Ed Department: Half of community college students need remedial classes


ED introduced the Trade Adjustment Assistance Community College and Career Training (TAACCCT) Grants Program on Jan. 20, inviting community colleges—and other two-year degree-granting institutions—to apply for up to $5 million per institution, or up to $20 million to applicants who apply for funds in a consortium of schools.

ED will dole out about $500 million in 2011, and $2 billion will be distributed in the next four years overall, according to the announcement.

“These funds will support programs that use proven or innovative strategies to prepare students for high-demand careers,” Biden said.

The Obama administration in October invited more than 100 community college decision makers to the White House’s first-ever Summit on Community Colleges, where top federal officials lauded two-year colleges as a bridge to jobs and four-year universities, and a way to lead the world in college graduates by 2020.
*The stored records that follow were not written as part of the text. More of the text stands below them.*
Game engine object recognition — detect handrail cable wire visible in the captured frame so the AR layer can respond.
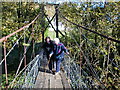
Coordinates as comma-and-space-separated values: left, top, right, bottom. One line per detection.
59, 13, 120, 43
0, 13, 40, 42
71, 34, 106, 88
82, 34, 120, 70
16, 36, 32, 75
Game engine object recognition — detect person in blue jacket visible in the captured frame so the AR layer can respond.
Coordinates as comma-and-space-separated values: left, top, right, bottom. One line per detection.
49, 38, 69, 74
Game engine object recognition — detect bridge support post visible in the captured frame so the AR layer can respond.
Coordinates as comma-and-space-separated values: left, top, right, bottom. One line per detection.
55, 5, 59, 38
4, 40, 8, 88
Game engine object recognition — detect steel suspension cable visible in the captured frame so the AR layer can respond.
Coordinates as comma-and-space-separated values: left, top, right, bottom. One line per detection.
16, 36, 32, 75
59, 12, 120, 43
0, 28, 27, 65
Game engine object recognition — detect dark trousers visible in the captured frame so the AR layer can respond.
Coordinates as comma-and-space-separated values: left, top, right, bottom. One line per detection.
56, 59, 61, 72
48, 57, 54, 70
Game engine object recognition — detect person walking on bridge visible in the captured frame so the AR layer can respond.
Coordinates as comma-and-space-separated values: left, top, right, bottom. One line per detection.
49, 38, 69, 74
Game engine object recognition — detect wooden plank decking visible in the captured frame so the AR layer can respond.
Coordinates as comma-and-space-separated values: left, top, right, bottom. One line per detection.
35, 69, 71, 89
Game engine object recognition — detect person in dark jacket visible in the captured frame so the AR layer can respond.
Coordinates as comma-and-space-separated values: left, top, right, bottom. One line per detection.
49, 38, 69, 74
43, 37, 53, 73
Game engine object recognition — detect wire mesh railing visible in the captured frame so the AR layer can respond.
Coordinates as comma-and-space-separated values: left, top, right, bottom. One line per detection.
9, 49, 45, 88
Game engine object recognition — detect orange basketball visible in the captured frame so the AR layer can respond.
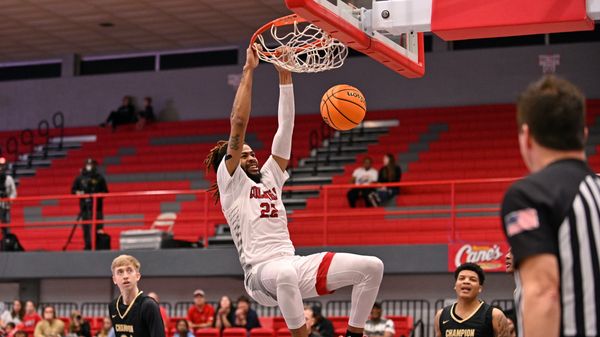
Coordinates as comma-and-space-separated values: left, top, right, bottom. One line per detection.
321, 84, 367, 131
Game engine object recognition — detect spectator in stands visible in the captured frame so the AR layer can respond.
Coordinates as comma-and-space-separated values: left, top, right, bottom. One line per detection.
233, 295, 260, 331
187, 289, 215, 330
304, 306, 334, 337
71, 158, 108, 250
100, 96, 137, 131
173, 319, 194, 337
370, 153, 402, 205
213, 296, 235, 330
96, 317, 115, 337
365, 302, 396, 337
148, 291, 171, 336
33, 306, 65, 337
17, 301, 42, 329
347, 157, 377, 208
0, 157, 17, 239
137, 97, 156, 130
433, 263, 508, 337
0, 322, 17, 337
69, 310, 92, 337
0, 300, 25, 328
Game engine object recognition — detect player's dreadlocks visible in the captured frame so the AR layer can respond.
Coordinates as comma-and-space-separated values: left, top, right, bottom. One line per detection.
204, 140, 227, 203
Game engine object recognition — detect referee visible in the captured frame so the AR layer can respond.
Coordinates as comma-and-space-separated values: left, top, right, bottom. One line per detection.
502, 75, 600, 337
108, 255, 165, 337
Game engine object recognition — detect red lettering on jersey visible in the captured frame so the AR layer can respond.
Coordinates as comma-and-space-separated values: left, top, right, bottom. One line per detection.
250, 186, 277, 200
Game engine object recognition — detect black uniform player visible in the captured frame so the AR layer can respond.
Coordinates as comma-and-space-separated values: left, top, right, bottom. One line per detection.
108, 255, 165, 337
502, 76, 600, 337
434, 263, 509, 337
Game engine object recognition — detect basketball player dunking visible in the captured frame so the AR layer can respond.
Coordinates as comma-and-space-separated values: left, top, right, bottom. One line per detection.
108, 255, 165, 337
205, 47, 383, 337
433, 263, 510, 337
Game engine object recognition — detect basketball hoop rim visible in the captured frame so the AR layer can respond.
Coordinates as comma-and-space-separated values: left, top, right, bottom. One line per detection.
250, 14, 306, 47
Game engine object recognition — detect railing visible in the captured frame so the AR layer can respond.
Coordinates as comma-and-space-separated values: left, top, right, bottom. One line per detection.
0, 178, 516, 248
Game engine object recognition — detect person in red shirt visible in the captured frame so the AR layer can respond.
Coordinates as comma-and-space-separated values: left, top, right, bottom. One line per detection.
187, 289, 215, 330
18, 301, 42, 331
148, 291, 171, 336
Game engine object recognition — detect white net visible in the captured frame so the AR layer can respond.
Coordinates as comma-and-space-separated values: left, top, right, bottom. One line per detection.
256, 21, 348, 73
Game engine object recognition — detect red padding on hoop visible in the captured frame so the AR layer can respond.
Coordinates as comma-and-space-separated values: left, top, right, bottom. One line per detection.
285, 0, 425, 78
431, 0, 594, 41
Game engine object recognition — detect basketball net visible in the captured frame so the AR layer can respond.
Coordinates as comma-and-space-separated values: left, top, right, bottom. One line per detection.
253, 14, 348, 73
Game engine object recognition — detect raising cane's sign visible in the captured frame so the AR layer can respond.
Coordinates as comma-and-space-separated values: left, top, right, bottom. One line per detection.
448, 243, 508, 272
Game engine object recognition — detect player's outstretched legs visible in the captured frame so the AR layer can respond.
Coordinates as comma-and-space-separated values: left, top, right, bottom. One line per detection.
327, 253, 383, 330
257, 260, 308, 337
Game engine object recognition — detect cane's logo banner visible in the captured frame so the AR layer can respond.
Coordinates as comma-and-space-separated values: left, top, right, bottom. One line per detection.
448, 243, 508, 272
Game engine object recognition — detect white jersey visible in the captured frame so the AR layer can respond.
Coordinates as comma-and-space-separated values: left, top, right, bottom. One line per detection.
217, 156, 294, 273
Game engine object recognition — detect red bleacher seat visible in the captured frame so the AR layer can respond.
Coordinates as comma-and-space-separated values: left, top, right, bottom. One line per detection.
327, 316, 348, 332
221, 328, 248, 337
387, 316, 414, 337
277, 328, 292, 337
250, 327, 275, 337
194, 328, 220, 337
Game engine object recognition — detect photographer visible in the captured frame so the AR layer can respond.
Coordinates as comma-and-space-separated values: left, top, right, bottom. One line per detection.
0, 157, 17, 238
67, 310, 92, 337
33, 306, 65, 337
71, 158, 108, 250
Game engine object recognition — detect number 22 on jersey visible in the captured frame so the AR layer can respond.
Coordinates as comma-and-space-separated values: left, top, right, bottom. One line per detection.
260, 202, 279, 218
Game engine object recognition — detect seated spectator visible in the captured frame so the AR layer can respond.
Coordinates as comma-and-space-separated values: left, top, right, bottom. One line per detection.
364, 303, 396, 337
372, 153, 402, 205
100, 96, 137, 130
213, 296, 235, 330
69, 310, 92, 337
173, 319, 194, 337
304, 306, 334, 337
347, 157, 377, 208
233, 295, 260, 331
33, 306, 65, 337
17, 301, 42, 329
187, 289, 215, 331
137, 97, 156, 130
0, 300, 25, 328
96, 317, 115, 337
0, 322, 17, 337
148, 291, 171, 335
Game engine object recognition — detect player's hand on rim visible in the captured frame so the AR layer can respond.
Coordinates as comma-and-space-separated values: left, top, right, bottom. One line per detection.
244, 43, 262, 70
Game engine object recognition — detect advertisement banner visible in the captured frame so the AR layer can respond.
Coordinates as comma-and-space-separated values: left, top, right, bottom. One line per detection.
448, 242, 509, 272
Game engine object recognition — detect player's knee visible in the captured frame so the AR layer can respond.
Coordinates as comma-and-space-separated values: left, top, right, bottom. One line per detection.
364, 256, 383, 278
277, 266, 298, 285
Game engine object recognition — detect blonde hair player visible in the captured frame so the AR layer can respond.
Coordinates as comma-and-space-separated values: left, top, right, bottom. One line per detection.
206, 47, 383, 337
108, 255, 165, 337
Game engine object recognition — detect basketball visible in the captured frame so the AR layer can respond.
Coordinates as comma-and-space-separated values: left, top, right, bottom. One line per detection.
321, 84, 367, 131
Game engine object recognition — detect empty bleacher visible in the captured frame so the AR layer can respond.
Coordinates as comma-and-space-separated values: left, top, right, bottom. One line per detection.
5, 101, 600, 250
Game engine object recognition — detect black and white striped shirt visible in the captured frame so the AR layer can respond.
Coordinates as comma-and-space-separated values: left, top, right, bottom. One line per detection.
502, 159, 600, 337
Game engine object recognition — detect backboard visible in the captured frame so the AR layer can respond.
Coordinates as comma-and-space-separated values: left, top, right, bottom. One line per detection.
285, 0, 600, 78
285, 0, 425, 78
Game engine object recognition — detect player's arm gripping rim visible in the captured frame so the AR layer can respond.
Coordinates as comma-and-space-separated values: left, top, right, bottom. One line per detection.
492, 308, 510, 337
271, 57, 295, 171
225, 46, 258, 175
518, 254, 560, 337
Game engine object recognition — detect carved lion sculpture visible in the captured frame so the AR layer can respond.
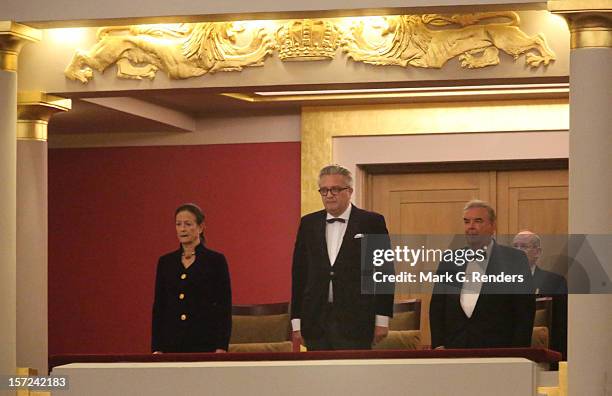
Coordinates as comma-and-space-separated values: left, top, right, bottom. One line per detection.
64, 22, 275, 83
343, 12, 555, 69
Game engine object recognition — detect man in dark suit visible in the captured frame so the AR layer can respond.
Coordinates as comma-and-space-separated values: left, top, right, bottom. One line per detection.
291, 165, 393, 350
429, 200, 535, 348
512, 231, 567, 359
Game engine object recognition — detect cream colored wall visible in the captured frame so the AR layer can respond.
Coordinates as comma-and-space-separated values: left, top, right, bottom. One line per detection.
333, 131, 569, 206
49, 114, 300, 148
19, 11, 569, 96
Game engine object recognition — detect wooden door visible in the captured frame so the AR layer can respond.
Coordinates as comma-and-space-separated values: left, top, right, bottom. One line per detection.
371, 172, 495, 345
364, 164, 568, 345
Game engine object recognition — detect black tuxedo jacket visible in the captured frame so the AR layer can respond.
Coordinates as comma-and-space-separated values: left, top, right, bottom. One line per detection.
429, 243, 535, 348
533, 266, 567, 359
291, 206, 393, 341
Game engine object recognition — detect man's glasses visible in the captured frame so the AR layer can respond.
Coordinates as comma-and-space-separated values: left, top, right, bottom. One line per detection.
318, 187, 350, 197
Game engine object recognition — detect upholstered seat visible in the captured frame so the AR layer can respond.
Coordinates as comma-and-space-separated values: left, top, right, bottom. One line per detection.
373, 299, 421, 349
229, 303, 292, 352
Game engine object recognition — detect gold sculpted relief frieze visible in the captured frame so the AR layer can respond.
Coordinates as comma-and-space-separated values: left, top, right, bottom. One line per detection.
276, 19, 340, 61
64, 22, 275, 83
343, 12, 555, 69
65, 12, 555, 83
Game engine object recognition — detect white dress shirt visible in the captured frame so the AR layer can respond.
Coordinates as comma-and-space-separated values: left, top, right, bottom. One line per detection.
291, 205, 389, 331
459, 238, 494, 318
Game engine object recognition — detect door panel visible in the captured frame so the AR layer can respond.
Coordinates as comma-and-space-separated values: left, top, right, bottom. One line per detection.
366, 169, 568, 345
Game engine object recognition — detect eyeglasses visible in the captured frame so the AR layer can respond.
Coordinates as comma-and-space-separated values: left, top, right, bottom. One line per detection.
512, 243, 537, 250
318, 187, 350, 197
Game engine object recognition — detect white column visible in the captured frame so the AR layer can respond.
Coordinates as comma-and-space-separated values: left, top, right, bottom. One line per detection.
17, 92, 71, 374
548, 0, 612, 396
0, 21, 40, 386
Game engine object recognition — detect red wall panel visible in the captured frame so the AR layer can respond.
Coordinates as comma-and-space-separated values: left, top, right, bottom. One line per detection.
49, 143, 300, 354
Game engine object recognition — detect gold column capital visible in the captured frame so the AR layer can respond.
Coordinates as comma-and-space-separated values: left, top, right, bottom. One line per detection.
548, 0, 612, 49
17, 92, 72, 142
0, 21, 42, 71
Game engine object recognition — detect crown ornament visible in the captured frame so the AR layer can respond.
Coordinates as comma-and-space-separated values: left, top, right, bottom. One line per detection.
277, 19, 340, 61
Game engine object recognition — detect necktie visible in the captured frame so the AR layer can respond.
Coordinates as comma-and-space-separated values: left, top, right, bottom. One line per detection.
459, 261, 484, 318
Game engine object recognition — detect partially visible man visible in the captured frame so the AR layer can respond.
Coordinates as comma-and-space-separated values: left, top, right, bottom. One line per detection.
429, 200, 535, 348
512, 231, 567, 360
291, 165, 393, 350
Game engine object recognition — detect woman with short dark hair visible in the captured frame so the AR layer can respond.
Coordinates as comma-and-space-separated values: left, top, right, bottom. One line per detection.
151, 204, 232, 353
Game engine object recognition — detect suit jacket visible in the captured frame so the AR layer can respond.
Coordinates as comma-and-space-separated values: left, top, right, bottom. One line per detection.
429, 243, 535, 348
291, 206, 393, 340
533, 266, 567, 359
151, 244, 232, 352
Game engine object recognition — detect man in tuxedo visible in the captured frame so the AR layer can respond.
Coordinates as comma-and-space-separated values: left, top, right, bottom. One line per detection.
512, 231, 567, 359
291, 165, 393, 350
429, 200, 535, 348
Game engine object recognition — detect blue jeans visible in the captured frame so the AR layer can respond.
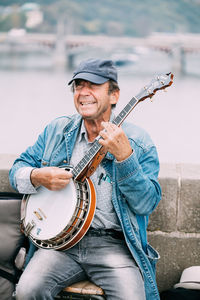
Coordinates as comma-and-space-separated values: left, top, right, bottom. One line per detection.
16, 233, 146, 300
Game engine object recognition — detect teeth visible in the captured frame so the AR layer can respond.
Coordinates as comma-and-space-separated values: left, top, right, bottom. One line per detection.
81, 102, 94, 105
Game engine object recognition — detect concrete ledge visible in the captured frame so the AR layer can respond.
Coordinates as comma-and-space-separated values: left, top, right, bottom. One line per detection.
0, 155, 200, 291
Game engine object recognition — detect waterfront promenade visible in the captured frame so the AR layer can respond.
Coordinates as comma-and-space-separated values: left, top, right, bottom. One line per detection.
0, 154, 200, 291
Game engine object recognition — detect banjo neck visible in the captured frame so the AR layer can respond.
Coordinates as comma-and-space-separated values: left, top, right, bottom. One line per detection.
72, 73, 173, 182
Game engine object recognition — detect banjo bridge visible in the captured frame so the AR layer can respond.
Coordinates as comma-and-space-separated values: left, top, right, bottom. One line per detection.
24, 220, 36, 236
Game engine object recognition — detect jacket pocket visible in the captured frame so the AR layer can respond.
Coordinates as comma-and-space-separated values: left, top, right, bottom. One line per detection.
147, 244, 160, 272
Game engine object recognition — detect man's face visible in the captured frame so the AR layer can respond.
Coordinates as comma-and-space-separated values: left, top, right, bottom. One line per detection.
74, 80, 119, 120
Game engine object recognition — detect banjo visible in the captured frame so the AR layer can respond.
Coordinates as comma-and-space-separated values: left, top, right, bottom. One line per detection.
21, 73, 173, 250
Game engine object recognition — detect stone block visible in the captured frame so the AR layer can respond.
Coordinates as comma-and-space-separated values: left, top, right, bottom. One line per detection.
177, 165, 200, 233
148, 164, 180, 232
149, 232, 200, 292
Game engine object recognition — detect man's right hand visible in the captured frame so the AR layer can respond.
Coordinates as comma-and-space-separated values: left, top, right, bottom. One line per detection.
31, 167, 73, 191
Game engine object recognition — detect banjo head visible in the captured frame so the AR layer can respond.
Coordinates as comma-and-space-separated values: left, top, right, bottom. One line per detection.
24, 180, 77, 240
21, 178, 96, 250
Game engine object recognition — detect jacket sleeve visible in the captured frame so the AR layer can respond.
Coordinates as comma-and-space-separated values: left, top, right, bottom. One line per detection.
9, 127, 47, 190
115, 145, 161, 215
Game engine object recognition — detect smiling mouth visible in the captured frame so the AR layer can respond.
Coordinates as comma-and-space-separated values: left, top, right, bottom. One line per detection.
80, 102, 95, 106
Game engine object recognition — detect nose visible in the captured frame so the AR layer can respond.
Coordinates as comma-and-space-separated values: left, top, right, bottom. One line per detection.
80, 82, 91, 95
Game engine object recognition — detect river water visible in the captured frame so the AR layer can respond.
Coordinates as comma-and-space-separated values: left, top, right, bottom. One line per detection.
0, 52, 200, 163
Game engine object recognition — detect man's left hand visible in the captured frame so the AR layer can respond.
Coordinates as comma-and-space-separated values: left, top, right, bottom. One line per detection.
99, 122, 133, 161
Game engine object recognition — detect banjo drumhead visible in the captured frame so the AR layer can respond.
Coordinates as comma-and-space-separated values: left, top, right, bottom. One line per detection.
24, 180, 77, 240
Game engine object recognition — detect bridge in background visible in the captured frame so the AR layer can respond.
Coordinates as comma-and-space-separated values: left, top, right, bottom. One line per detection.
0, 30, 200, 74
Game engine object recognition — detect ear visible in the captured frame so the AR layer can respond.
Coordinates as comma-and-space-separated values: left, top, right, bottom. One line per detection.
110, 90, 120, 104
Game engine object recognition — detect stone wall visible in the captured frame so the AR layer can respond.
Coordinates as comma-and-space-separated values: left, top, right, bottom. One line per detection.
0, 155, 200, 291
148, 164, 200, 291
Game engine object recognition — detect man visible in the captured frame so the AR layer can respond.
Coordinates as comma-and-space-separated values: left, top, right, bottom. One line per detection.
10, 59, 161, 300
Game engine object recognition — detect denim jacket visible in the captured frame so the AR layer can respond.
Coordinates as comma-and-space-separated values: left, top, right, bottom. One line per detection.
9, 115, 161, 300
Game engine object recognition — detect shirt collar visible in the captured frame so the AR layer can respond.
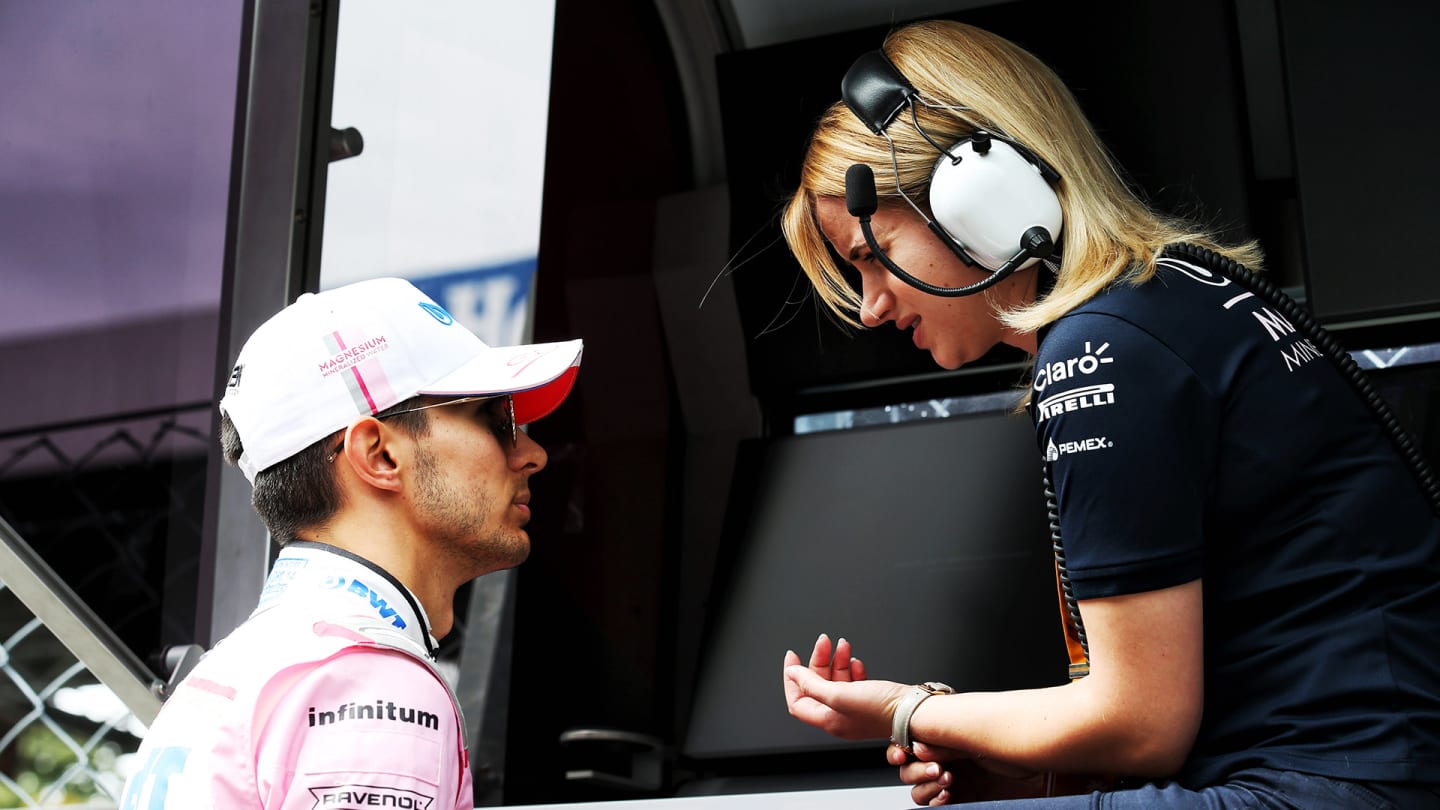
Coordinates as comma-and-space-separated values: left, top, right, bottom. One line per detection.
252, 540, 439, 659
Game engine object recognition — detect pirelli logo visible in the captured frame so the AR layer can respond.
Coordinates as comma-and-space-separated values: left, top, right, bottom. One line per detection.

Education analysts said last year that the expansion of online classes at two-year colleges would be key in increasing community college enrollment.

Distance-learning enrollment in American community colleges jumped by 22 percent during the 2008-09 academic year, an increase fueled in part by an influx of nontraditional students who require the flexibility of online courses, according to a survey conducted by the Instructional Technology Council (ITC).

The ITC, which is affiliated with the American Association of Community Colleges (AACC), collected 226 responses from community colleges in its annual survey, “Trends in eLearning: Tracking the Impact of eLearning at Community Colleges,” which revealed the 2008-09 increase in online enrollment. Last year’s ITC survey reported an 11-percent uptick in web-based class enrollment at community colleges.